The review of the playoff game itself? Meh.

The fact that just 10,017 people showed up at Pizza Hut Park to cheer on FC Dallas is troubling. And, it’s a sign MLS can learn some lessons on how much time is actually needed to generate interest in a one-and-done playoff game between lower seeds.

This season, MLS upped the number of teams that make the playoffs from eight to 10; to make it work, the league introduced sudden-death playoff games between seeds seven and 10 and eight and nine. But, to make it work in an already packed schedule, the games had to be played soon after the regular season ended.

So, fans only found out late Sunday night what the playoff matches would be — and, on Wednesday, Dallas had a home game. That gave FCD’s front office less than 72 hours to sell a playoff game between two slumping teams in what is one of the toughest markets in MLS.

That’s not enough time for one of the better MLS markets to get it together.

Colorado hosts Columbus Thursday in the other wild card game, and Denver has been belted by snow in the last day or two. We’ll see how ticket sales go there.

The reason these games need to get done so quickly is that the winners of the wild card games will be in action this weekend in the Conference Semifinals. New York hosts the Los Angeles Galaxy Sunday in the first leg of their two-game aggregate series. That gives New York about half a week to get tickets sold for a Sunday afternoon match that has to compete with the NFL for attention. The situation will be the same for the winner of the Rapids-Crew match — needing to sell tickets at breakneck speed for a Sunday home game.

It’s a tough sell — and, as much as MLS wants to make this new format work, the 10,017 fans that made it out to watch Dallas face New York gives the league some important lessons:

a) Next season, the regular season’s last day has to be Saturday. No Sunday games on the last weekend — that gives the host markets an extra day to do a ticket push.

b) The crossover format between East and West is confusing more fans than it wins over. If MLS is committed to the Conference system — and Commissioner Don Garber has assured us that it is — stick to it. Five teams in each conference make the playoffs. Easy. Seeds four and five in each conference face each other in playoff games. The likelihood is that one playoff game will be in the Eastern time zone while the other will go in Central, Mountain or Pacific time. That means you can schedule both games as a Thursday doubleheader, creating more hype and interest. With Dallas and Colorado both hosting games this season, there was no chance of stacking both games together on a Thursday evening.
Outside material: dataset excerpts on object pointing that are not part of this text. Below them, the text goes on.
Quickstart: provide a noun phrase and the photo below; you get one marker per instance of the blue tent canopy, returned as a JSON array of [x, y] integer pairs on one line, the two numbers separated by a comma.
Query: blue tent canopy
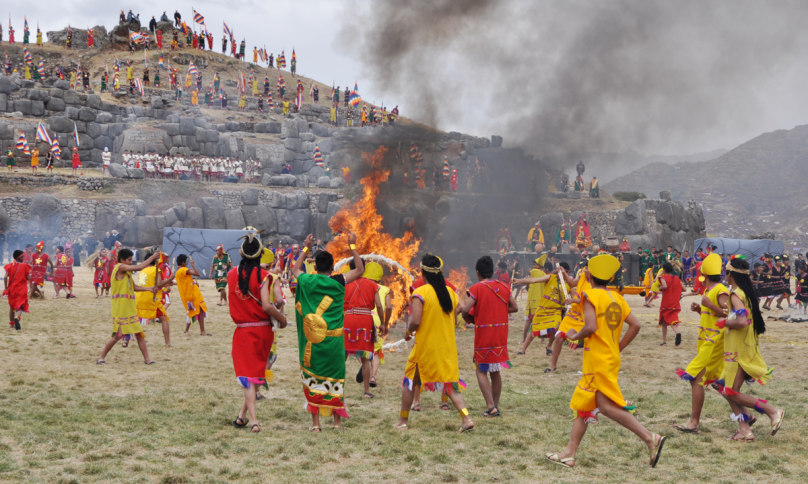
[[752, 249]]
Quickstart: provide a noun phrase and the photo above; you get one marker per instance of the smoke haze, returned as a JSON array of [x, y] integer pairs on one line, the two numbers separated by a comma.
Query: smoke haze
[[559, 78]]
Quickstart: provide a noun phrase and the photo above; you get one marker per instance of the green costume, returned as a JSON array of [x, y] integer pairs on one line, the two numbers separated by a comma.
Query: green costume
[[321, 342], [220, 271]]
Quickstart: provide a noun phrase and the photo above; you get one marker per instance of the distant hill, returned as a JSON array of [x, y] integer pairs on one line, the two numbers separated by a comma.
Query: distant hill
[[609, 166], [756, 187]]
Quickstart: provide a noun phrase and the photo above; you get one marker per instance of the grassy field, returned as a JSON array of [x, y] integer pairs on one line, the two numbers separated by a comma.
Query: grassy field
[[65, 420]]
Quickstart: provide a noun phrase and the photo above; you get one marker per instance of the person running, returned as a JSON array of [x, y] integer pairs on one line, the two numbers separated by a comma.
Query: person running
[[125, 320], [432, 363], [320, 332], [191, 296], [743, 361], [15, 284], [491, 301], [219, 268], [708, 365], [671, 287], [251, 310]]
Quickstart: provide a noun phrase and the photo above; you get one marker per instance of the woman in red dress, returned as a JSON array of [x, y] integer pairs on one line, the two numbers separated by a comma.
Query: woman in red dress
[[16, 288], [251, 310]]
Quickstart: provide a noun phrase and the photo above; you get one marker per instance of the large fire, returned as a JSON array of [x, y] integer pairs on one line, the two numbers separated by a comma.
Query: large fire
[[361, 218]]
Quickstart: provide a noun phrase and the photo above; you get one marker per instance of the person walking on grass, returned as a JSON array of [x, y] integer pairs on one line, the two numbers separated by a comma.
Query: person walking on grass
[[432, 363], [125, 320], [15, 285], [491, 302], [598, 392], [320, 319], [251, 310]]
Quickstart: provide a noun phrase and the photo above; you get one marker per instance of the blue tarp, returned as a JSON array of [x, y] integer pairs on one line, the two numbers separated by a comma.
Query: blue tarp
[[752, 249]]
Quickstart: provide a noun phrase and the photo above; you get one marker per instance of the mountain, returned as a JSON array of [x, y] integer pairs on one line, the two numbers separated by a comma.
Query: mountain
[[756, 187]]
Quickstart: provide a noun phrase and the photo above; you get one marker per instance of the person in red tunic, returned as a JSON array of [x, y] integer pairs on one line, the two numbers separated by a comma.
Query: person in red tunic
[[16, 288], [39, 270], [361, 298], [251, 310], [671, 287], [491, 301], [101, 273], [63, 275]]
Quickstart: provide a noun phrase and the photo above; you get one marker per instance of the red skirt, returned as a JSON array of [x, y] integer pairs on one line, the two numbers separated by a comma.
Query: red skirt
[[669, 316], [360, 333], [251, 347]]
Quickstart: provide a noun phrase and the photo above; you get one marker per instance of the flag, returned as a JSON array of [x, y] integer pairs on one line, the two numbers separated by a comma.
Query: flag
[[42, 134], [318, 157], [22, 144], [355, 97], [57, 152]]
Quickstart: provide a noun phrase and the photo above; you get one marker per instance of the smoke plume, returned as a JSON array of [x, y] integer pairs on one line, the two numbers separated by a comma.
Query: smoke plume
[[559, 78]]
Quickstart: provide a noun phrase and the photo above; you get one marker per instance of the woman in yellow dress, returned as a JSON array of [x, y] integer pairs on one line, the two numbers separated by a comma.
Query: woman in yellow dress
[[742, 359], [125, 319], [598, 391], [432, 363]]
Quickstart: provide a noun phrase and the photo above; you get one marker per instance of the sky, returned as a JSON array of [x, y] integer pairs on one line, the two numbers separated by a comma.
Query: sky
[[656, 76]]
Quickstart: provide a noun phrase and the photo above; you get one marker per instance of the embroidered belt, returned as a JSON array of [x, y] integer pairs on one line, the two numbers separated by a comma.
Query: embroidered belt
[[252, 325], [363, 311]]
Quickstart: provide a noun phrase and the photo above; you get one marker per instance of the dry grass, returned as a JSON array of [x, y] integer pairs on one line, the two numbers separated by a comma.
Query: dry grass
[[64, 419]]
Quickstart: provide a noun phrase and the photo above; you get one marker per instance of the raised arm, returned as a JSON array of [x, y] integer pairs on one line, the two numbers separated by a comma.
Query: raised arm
[[356, 273]]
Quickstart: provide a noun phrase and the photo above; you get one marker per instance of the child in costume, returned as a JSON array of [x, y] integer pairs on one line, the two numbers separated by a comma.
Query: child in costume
[[598, 391], [743, 361]]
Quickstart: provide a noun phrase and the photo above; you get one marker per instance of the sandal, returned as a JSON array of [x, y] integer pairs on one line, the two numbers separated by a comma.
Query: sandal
[[562, 462], [687, 430], [657, 448], [777, 422], [492, 412]]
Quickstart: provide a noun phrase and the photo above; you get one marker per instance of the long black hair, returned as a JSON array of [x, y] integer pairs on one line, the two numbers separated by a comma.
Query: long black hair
[[744, 283], [438, 283], [248, 266]]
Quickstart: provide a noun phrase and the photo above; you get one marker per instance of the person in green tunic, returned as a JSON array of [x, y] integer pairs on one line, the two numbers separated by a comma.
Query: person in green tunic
[[219, 268], [319, 313]]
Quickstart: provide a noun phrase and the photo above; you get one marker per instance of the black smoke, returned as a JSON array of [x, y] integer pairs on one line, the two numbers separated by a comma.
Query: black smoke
[[560, 78]]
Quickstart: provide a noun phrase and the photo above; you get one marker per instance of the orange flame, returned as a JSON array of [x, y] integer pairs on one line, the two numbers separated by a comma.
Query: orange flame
[[361, 218]]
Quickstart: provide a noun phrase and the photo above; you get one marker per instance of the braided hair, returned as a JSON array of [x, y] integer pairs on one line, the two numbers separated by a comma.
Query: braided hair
[[436, 280]]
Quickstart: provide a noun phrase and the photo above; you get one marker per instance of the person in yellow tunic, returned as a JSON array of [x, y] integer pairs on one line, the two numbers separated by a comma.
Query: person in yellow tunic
[[125, 319], [192, 300], [598, 391], [534, 294], [742, 359], [34, 159], [574, 319], [374, 272], [548, 314], [708, 364], [150, 307], [432, 363]]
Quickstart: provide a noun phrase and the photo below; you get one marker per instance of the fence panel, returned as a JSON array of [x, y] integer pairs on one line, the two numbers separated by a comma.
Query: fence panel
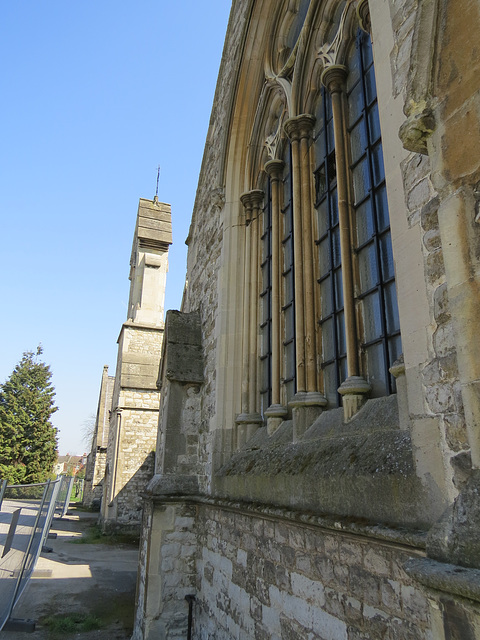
[[25, 519]]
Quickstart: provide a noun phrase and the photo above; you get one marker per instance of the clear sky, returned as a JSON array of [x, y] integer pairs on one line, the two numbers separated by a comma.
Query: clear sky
[[95, 95]]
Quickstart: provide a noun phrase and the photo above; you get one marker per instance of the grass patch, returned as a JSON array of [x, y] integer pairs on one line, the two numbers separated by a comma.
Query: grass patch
[[95, 535], [71, 623]]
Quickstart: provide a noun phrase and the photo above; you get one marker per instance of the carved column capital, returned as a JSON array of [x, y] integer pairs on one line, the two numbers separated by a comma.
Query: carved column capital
[[300, 126], [274, 168], [333, 77]]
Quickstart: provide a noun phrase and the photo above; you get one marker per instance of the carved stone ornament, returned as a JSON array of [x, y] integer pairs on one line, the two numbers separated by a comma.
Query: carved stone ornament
[[217, 199], [272, 142], [328, 53], [415, 131], [363, 15]]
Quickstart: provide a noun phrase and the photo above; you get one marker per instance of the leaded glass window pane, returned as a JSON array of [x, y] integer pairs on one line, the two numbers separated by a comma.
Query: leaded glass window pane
[[375, 266]]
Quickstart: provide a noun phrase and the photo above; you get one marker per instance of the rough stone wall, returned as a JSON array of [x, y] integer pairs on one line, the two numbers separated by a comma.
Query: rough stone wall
[[439, 374], [166, 568], [206, 231], [269, 579], [97, 458]]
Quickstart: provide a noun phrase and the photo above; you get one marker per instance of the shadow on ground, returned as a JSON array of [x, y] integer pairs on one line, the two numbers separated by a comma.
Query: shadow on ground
[[75, 581]]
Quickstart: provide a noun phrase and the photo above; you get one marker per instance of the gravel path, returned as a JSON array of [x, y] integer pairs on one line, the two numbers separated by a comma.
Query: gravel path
[[94, 579]]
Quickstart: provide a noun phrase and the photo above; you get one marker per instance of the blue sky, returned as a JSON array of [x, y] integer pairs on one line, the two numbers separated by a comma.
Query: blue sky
[[95, 95]]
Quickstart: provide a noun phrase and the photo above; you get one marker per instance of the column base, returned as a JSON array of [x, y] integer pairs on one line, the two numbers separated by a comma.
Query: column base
[[354, 391], [275, 415], [306, 407], [247, 424], [398, 372]]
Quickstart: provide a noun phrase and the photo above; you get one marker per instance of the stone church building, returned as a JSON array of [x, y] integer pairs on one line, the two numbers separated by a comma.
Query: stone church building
[[317, 467], [121, 461]]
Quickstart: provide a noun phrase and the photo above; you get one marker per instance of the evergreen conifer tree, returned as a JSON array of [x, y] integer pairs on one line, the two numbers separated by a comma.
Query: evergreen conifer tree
[[28, 440]]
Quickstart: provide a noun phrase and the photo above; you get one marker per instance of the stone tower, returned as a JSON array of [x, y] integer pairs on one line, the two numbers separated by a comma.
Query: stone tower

This season, the crossovers made what should have been a cut-and-dried scenario all the more confusing. We had two wild cards from the East and two from the West. Easy solution? Have Columbus host New York, with the winner facing Sporting Kansas City, the No. 1 seed in the East. The Galaxy would get the winner of a Colorado-Dallas play-in game which, by the way, would be a much-easier-to-market rematch of last year’s MLS Cup. But, instead, we got convoluted crossovers.